The retailer said the changes will reduce the margins on generic medicines, which has affected Boots and the pharmacy market as a whole. It is working with the Pharmaceutical Services Negotiating Committee (PSNC) to challenge the decision.
An Alliance Boots spokeswoman said: “We need the Department of Health to commit to investing further in pharmacy to deliver additional services. We are keen to work with the PSNC and Department of Health to explore new service provision options for the benefit of our patients and customers.”
Cuts made under the Government’s medicine-pricing scheme, known as clawback, were greater than expected. The Department of Health will reduce the amount it pays for generic medicines purchased on the NHS by£400 million and make a 31 per cent cut in dispensing fees paid to pharmacies for medicines.
Lloydspharmacy managing director Justin Ash said: “This cut – for that is what it is – appears to demonstrate a lack of joined-up thinking by the Government.
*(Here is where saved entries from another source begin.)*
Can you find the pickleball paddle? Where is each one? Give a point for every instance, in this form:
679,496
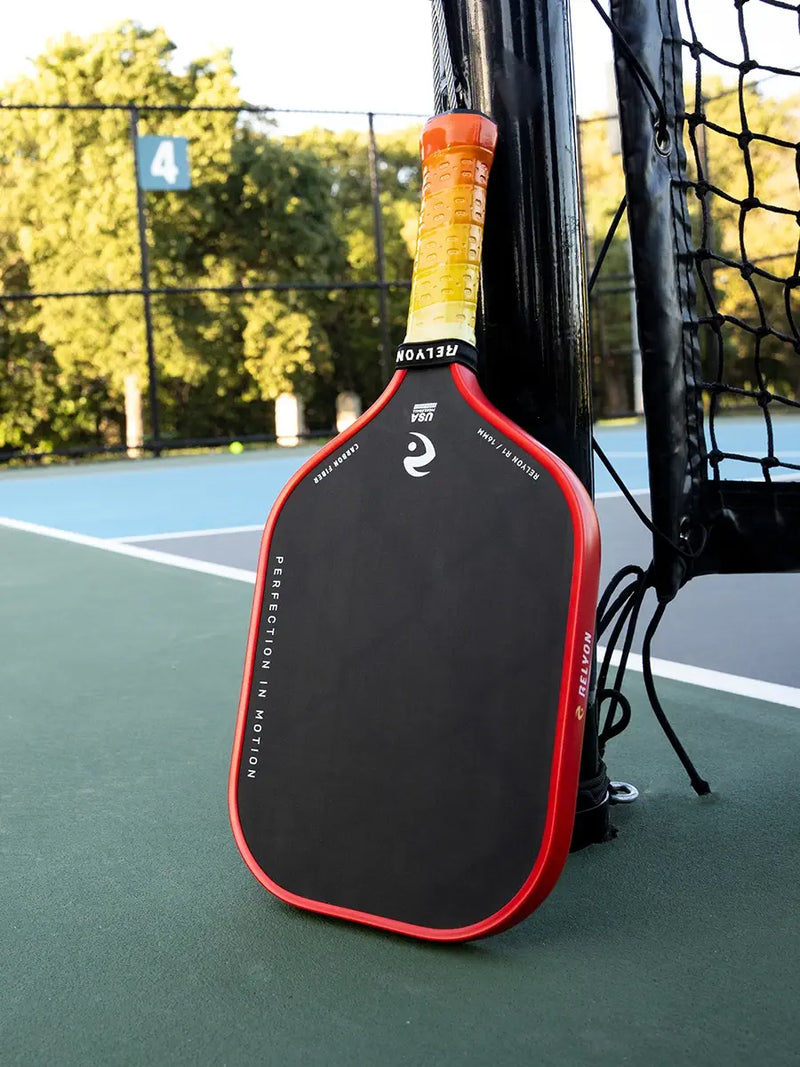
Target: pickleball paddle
416,680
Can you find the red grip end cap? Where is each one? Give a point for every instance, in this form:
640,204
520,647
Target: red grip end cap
458,128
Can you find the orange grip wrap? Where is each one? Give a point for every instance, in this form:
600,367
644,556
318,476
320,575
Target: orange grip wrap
457,150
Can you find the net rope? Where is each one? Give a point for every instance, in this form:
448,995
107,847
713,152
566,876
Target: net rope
751,348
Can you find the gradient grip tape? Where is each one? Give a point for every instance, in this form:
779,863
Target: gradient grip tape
457,152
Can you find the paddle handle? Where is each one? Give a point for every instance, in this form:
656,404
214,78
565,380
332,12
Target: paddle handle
457,149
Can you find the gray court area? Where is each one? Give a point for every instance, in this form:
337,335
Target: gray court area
744,624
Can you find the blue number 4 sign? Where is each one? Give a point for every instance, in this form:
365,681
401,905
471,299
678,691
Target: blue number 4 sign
163,162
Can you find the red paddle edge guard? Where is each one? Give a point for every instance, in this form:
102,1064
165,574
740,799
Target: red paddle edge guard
573,699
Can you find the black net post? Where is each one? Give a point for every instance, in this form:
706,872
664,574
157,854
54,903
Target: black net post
660,237
512,59
374,189
146,291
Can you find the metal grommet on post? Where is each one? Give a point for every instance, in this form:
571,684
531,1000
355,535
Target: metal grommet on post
622,793
662,139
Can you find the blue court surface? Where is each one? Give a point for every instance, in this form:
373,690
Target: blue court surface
133,934
147,497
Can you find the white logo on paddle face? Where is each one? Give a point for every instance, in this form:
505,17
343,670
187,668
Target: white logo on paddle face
415,463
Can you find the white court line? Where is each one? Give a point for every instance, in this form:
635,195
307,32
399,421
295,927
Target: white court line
179,534
238,574
769,691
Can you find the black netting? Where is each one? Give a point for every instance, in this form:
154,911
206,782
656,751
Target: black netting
744,175
714,213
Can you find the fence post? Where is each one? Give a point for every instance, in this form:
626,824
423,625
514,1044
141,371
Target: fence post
155,445
374,189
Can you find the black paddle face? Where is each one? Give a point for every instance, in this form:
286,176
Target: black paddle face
398,748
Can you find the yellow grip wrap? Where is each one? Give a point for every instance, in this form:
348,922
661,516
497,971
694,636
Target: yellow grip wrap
457,150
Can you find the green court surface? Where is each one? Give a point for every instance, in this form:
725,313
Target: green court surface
132,933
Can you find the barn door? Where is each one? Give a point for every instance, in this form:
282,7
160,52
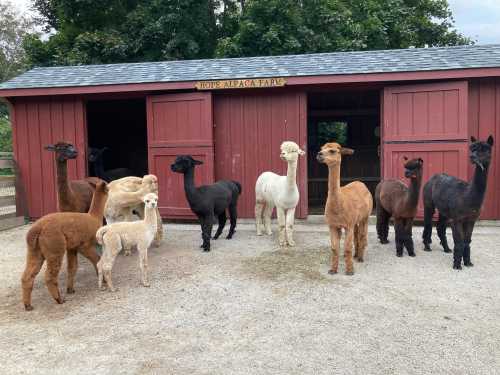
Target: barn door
179,124
427,121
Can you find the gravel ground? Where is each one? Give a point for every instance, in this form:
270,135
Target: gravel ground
249,307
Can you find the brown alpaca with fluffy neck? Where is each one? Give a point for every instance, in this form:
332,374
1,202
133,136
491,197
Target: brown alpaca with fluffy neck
347,207
61,233
76,195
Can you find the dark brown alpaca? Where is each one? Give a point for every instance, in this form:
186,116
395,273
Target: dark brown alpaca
61,233
76,195
394,198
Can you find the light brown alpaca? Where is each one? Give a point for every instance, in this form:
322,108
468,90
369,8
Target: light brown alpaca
76,195
61,233
347,208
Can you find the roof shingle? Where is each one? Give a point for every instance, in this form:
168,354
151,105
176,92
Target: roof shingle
382,61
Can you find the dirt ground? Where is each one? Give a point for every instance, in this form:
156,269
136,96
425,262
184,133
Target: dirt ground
249,307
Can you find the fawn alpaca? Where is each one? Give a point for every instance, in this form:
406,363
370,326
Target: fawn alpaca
117,236
280,191
54,235
394,198
457,202
347,207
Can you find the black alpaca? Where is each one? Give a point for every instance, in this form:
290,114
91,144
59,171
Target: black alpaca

It has reduced the fees for pharmacies just days after the Secretary of State signalled his intention to expand the role of pharmacy in primary care.”
Retail Interface Consultancy managing director Gary Cormack said the clawback will hit profits of retail pharmacies, but it is still a healthy market. He said the NHS forecasts a 4.7 per cent growth for England in prescriptions from April 2007 to March next year. “The news will not affect volume, but it will affect value,” he said.